Apr 13, 2021


Maori News & Indigenous Views

Church looks at viability of re opening St Stephen’s school

2 min read


By Yvonne Tahana (NZ Herald)

A year-long viability study into whether to reopen two Anglican Maori boarding schools is under way.

St Stephen’s School, which opened in 1844 at Bombay, and Parnell’s Queen Victoria School, which opened in 1901, had long histories of producing national leaders but closed at the turn of the century for financial and performance reasons.

John Fairbrother, chairman of St Stephen’s and Queen Victoria School’s Trust Board, said that in the past three years, the board had focused on clearing debt from its books.

He declined to identify a figure but said it was now in a position to focus fully on the church being involved in Maori education in the region again.

What form that took would be clearer after a report due in November from a four-member feasibility working group. It included educationists and Mana Party leader Hone Harawira.

The group is tasked with looking at whether the school sites are still suitable, alternative locations and educational models.

Mr Fairbrother said he was excited about the work. “What we’re seeking to do is to find the best way of becoming a provider of education for young Maori.

“What that will look like, that’s why we’ve got the feasibility study. At the moment it’s a blank slate.”

Former pupils had been pushing for a reopening since the doors were shut and would be consulted.

“The board is acutely aware of the interest of alumni and others for getting something cranked up and running in a serious way.”

About 60 per cent of the trust board’s assets are tied up in the properties. St Stephen’s has been used by the Fire Service, police and army for training purposes but also had a problem with vandalism.

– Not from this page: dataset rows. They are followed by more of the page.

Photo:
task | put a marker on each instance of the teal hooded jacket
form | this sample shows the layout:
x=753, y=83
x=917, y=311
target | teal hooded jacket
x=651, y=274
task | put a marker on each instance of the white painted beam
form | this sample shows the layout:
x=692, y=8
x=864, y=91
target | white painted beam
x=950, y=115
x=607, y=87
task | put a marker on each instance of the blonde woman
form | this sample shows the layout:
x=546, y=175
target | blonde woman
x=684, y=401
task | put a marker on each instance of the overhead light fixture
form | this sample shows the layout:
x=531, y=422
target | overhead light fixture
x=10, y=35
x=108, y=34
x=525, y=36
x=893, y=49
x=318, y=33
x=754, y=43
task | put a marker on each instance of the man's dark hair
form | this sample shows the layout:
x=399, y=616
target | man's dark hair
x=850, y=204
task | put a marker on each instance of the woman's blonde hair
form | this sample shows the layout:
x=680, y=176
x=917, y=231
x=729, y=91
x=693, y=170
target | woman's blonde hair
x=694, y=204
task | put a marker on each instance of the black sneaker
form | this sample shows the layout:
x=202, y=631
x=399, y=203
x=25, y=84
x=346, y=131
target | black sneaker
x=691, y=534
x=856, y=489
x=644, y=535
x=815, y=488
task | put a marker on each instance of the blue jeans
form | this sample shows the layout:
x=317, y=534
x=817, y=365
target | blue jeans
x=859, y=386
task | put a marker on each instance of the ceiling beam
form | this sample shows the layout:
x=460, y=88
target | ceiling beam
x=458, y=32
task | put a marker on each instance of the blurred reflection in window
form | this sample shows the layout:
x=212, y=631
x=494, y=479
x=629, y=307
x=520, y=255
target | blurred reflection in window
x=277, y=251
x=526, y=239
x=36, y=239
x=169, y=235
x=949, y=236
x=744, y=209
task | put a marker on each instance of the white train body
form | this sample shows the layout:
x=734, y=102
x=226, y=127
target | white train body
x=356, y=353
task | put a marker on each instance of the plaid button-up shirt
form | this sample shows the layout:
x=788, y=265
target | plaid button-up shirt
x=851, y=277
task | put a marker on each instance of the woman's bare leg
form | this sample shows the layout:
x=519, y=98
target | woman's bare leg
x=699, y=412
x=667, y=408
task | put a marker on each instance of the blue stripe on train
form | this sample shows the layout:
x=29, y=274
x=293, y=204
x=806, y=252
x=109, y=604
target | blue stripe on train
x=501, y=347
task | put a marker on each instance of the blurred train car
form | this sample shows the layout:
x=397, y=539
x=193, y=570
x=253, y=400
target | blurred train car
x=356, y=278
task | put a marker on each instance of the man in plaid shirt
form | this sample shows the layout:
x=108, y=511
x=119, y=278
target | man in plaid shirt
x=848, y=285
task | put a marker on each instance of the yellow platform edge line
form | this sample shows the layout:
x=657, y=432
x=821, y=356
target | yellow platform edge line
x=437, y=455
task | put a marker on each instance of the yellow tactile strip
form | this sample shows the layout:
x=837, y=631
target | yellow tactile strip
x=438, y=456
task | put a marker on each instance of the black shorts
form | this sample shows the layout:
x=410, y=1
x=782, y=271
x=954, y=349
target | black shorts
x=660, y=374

Tai Tokerau Bishop Kito Pikaahu said the church had always had an educational mission. It was important to be mindful that any new institution couldn’t live in the past.

“There’s a single word – excellence – that is what this is about.”

Former pupils include Waiariki MP Te Ururoa Flavell, King Tuheitia, tennis great Ruia Morrison-Davy and Dame Mira Szaszy.

2 thoughts on “Church looks at viability of re opening St Stephen’s school

  1. St Stephens should never have closed in the first place…… whanau and friends went there,it’s not too late,all for it reopening in the future.

  2. Tena koe, I am Hana Hemopo, a former QVS old girl and admin for the Queen Vic Old Girls page on Facebook, of which there are almost 300 members.

    Whilst the Vic old girls are enthusiastic about this feasibility study, the question needs to be asked. . .why is there no QVS old girl on the official feasibility study group?
    Hone Harawira is a Tipene Old Boy.
    I am sure that he would be the first to tautoko the inclusion of a Vic Old Girl.

    Was this an oversight by the Maori Anglican Church or by the trustboard? And if so, why?
    The land that QVS stands on in Parnell is worth in excess of 14 million dollars apparently. The women who attended Queen Vic, and their families who supported the kura financially when it was still operating, deserve the respect of having at least one Vic Old Girl on this study group, in an official capacity.

    The question is asked with all due respect.
    There is nowhere on the internet to access this information – nowhere that lists who is currently on the trustboard or who is on the feasibility study group. Nowhere to access info on when the trustboard meets and what is being decided. To date, there has been little to no consultation with the QVS old girls as a whole, and as a result, we are lagging behind in information, resources and having our voices acknowledged and heard, whilst the Tipene old boys are quite advanced in their endeavours.

    The Queen Vic Old Girls want to be included. And we want our views to be represented first hand, not unofficially, not ‘as and when’ someone may or may not be able to attend a hui at short notice or on the basis of whether you know someone in the know.
    In this day and age, transparency and proper consultation with the Wahine Maori of QVS should not be an oversight or an issue that is raised after the event.